The iron laws of logistics, as pertains to physics, say that you can only support X amount of armor weight against your theater input capacities. We ran right up against those in Iraq, there at the end: You could not support a war with more than two armored divisions through Kuwait’s port, which was why we needed Turkey. The occupation had much lower requirements than the war, so we were able to run that through Kuwait, and then the whole Turkish “no pasaran” thing evaporated under a hail of money to be made…
Raw issue is that you really cannot support the number of Brads you would need to put the number of infantry dismounts on the ground that you really ought to have, which is why we are where we are. I doubt that a six-Brad platoon will ever eventuate.
It’d make a hell of a lot more sense to have a four-vehicle platoon with two Infantry Fire Support Vehicles and two or three Infantry Carriers that actually hauled a full squad around. I’d lay you long odds that the fuel efficiencies would be higher, since both types of vehicles could be lighter. Hell, make the carriers be able to haul around a squad-and-a-half, say 15 dismounts…? You’d still be within the same number of vehicles you have today.
I’d also say that putting the odd dismount or two for security/scouting into the Infantry Fire Support Vehicle wouldn’t be a terrible idea… That’s a lot like what the Israeli Defense Force has done in the Merkava. Hell, I’d base the Fire Support Vehicle on the Merkava basic concept, TBH. Arm the hell out of it, and let those guys do the fire support mission for the grunts… Way more intelligent than the Swiss Army Knife approach of the IFV.
At least, in my opinion. I’d at least run the experiment…
This is NOT the first time I’ve heard this. In fact, I’ve seen this come up often.

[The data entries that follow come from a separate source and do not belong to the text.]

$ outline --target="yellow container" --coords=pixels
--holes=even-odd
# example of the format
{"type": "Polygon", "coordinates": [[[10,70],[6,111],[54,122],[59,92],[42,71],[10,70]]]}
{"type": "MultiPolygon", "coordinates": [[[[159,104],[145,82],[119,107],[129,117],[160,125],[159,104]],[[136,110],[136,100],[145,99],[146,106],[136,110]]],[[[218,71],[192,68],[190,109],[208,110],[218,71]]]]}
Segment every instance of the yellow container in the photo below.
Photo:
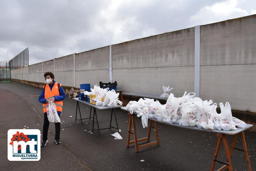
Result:
{"type": "Polygon", "coordinates": [[[91,103],[93,104],[96,104],[96,101],[93,100],[93,99],[96,97],[96,95],[94,95],[92,94],[90,95],[90,103],[91,103]]]}

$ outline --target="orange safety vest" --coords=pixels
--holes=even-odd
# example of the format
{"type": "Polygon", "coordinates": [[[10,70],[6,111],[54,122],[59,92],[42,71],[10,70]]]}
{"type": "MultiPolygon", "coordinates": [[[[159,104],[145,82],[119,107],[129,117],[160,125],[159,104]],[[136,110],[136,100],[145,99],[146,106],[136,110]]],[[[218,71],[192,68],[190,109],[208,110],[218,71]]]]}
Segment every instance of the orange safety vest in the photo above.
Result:
{"type": "MultiPolygon", "coordinates": [[[[61,84],[59,84],[60,87],[61,84]]],[[[59,87],[57,82],[55,82],[55,84],[52,89],[51,89],[49,85],[47,84],[44,86],[44,98],[47,99],[48,97],[54,96],[59,96],[60,92],[59,91],[59,87]]],[[[55,105],[56,105],[56,108],[57,108],[57,111],[58,112],[62,112],[62,107],[63,106],[63,102],[62,101],[54,101],[55,105]]],[[[43,109],[44,113],[47,112],[46,109],[48,107],[48,104],[44,103],[43,104],[43,109]]]]}

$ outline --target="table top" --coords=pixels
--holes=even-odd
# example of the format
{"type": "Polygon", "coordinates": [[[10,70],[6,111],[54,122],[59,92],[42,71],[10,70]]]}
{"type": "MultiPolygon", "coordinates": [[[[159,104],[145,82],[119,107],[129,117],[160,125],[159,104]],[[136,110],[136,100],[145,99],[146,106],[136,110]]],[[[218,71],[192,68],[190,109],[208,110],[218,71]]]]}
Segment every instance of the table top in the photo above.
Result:
{"type": "Polygon", "coordinates": [[[88,106],[91,106],[92,107],[95,107],[96,109],[99,109],[100,110],[104,110],[104,109],[114,109],[114,108],[120,108],[120,107],[122,107],[122,106],[121,106],[121,105],[117,105],[116,106],[113,106],[113,107],[109,107],[108,106],[96,106],[96,105],[92,104],[91,103],[87,102],[87,101],[82,101],[82,100],[79,100],[78,99],[78,98],[73,98],[73,99],[74,100],[76,100],[77,101],[79,101],[80,102],[81,102],[82,103],[84,103],[84,104],[87,104],[88,106]]]}
{"type": "MultiPolygon", "coordinates": [[[[127,110],[126,107],[122,107],[121,108],[124,110],[125,110],[128,112],[130,112],[130,111],[127,110]]],[[[137,113],[135,112],[134,113],[134,114],[137,114],[137,113]]],[[[156,121],[157,122],[162,123],[164,124],[174,126],[177,127],[182,128],[187,128],[187,129],[189,129],[197,130],[200,130],[200,131],[202,131],[211,132],[217,133],[222,133],[223,134],[226,134],[226,135],[236,134],[240,133],[243,131],[244,131],[245,130],[247,130],[247,129],[250,128],[253,126],[253,125],[252,125],[251,124],[247,124],[247,127],[246,127],[245,128],[237,128],[237,129],[236,130],[206,130],[206,129],[203,128],[200,128],[197,126],[193,127],[189,127],[189,126],[186,127],[185,126],[180,125],[179,125],[178,124],[173,124],[173,123],[170,124],[169,123],[164,122],[163,122],[162,121],[159,121],[154,119],[148,118],[148,119],[150,119],[150,120],[151,120],[154,121],[156,121]]]]}
{"type": "Polygon", "coordinates": [[[145,97],[147,98],[154,99],[167,100],[168,98],[163,98],[160,97],[160,96],[157,94],[153,94],[148,93],[123,93],[123,95],[133,96],[134,96],[145,97]]]}

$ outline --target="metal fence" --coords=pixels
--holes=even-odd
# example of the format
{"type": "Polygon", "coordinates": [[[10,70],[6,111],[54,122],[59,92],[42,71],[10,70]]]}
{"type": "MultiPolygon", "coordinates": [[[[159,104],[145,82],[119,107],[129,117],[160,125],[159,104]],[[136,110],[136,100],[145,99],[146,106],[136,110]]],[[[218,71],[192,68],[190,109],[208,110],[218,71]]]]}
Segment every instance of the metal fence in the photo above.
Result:
{"type": "Polygon", "coordinates": [[[0,61],[0,83],[12,82],[10,66],[8,61],[0,61]]]}
{"type": "Polygon", "coordinates": [[[17,55],[9,62],[11,64],[11,70],[29,65],[29,48],[17,55]]]}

I’m wondering if the Ops side of the Army is coming to the same conclusions about mechanized infantry, watching what’s happening in Ukraine. Ukraine is THE hunting ground for mechanized troops, and all the big Russian mechanized fights have been failures: open, flat terrain designed for mechanized warfare. As far as I can tell, none of the fights happened as designed by the Russian high command.
I noticed lately in the heavy combined arms MTOEs, Americans seem to be treating the mech platoons like fire support vehicles for tanks and not infantry. Maybe they don’t know how to tell Congress “Uh, we didn’t need these things”.

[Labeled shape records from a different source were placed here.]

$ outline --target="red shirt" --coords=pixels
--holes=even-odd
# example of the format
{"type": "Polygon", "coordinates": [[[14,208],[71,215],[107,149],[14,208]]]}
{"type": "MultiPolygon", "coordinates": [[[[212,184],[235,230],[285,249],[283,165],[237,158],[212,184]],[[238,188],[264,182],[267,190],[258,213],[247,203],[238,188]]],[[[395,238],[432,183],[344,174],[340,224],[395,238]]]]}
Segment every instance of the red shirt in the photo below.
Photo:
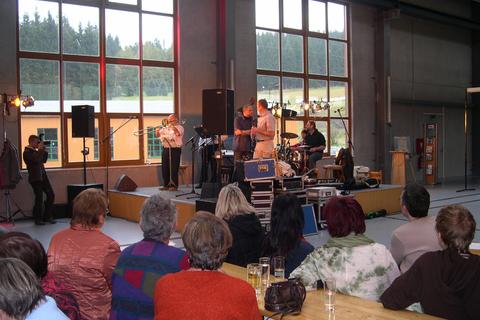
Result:
{"type": "Polygon", "coordinates": [[[253,288],[216,271],[181,271],[155,286],[155,320],[261,319],[253,288]]]}

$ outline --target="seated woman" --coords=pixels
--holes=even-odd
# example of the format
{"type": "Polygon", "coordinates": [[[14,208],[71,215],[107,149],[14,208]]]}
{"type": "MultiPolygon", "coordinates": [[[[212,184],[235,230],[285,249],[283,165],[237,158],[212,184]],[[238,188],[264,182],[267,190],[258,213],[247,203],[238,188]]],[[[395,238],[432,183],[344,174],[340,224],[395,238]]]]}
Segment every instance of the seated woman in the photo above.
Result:
{"type": "Polygon", "coordinates": [[[52,297],[58,308],[70,319],[80,319],[78,304],[73,295],[47,272],[47,253],[38,240],[23,232],[10,232],[0,236],[0,258],[17,258],[25,262],[41,281],[43,292],[52,297]]]}
{"type": "Polygon", "coordinates": [[[73,200],[70,228],[56,233],[48,248],[48,271],[73,293],[83,319],[108,319],[110,313],[120,247],[100,230],[106,211],[103,191],[82,191],[73,200]]]}
{"type": "Polygon", "coordinates": [[[191,268],[163,276],[155,286],[155,319],[260,320],[253,288],[221,272],[232,235],[220,218],[199,211],[182,235],[191,268]]]}
{"type": "Polygon", "coordinates": [[[468,209],[440,210],[436,230],[444,250],[427,252],[380,297],[385,308],[400,310],[420,302],[423,312],[444,319],[478,319],[480,256],[468,250],[476,223],[468,209]]]}
{"type": "Polygon", "coordinates": [[[143,240],[125,248],[112,277],[113,319],[153,319],[153,290],[168,273],[189,268],[185,251],[170,246],[177,213],[159,193],[145,200],[140,212],[143,240]]]}
{"type": "Polygon", "coordinates": [[[0,319],[68,320],[25,262],[0,258],[0,270],[0,319]]]}
{"type": "Polygon", "coordinates": [[[304,224],[302,207],[297,196],[286,193],[273,200],[270,232],[263,242],[262,256],[285,257],[287,278],[314,250],[303,238],[304,224]]]}
{"type": "Polygon", "coordinates": [[[334,278],[339,292],[377,300],[400,274],[390,251],[363,234],[365,216],[353,198],[332,198],[323,212],[332,238],[315,249],[290,277],[300,278],[310,287],[318,280],[334,278]]]}
{"type": "Polygon", "coordinates": [[[240,188],[229,184],[218,195],[215,215],[224,219],[233,236],[233,245],[225,262],[242,267],[258,262],[263,238],[260,220],[240,188]]]}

I’ve heard this before: IFV’s remind me of Tank Destroyers in World War 2: very successful and very useful because everyone needs big guns, but they don’t really…you know. Destroy tanks. The very reason for their existence. They’re fire support. Or they became fire support. Because who doesn’t need a big gun in war?
Except we had the sense to get rid of the TD’s when the war ended.
I also suspect the same thing is going to happen to the Booker: it doesn’t matter what you name it. Just like the IFV, it will get used for what it’s useful for, doctrine be damned. Except the M-10 won’t have bits sitting around doing nothing like the IFV does.
By the way Kirk: thanks for the time you took out. Your writing is as enjoyable as Person’s and quite on topic.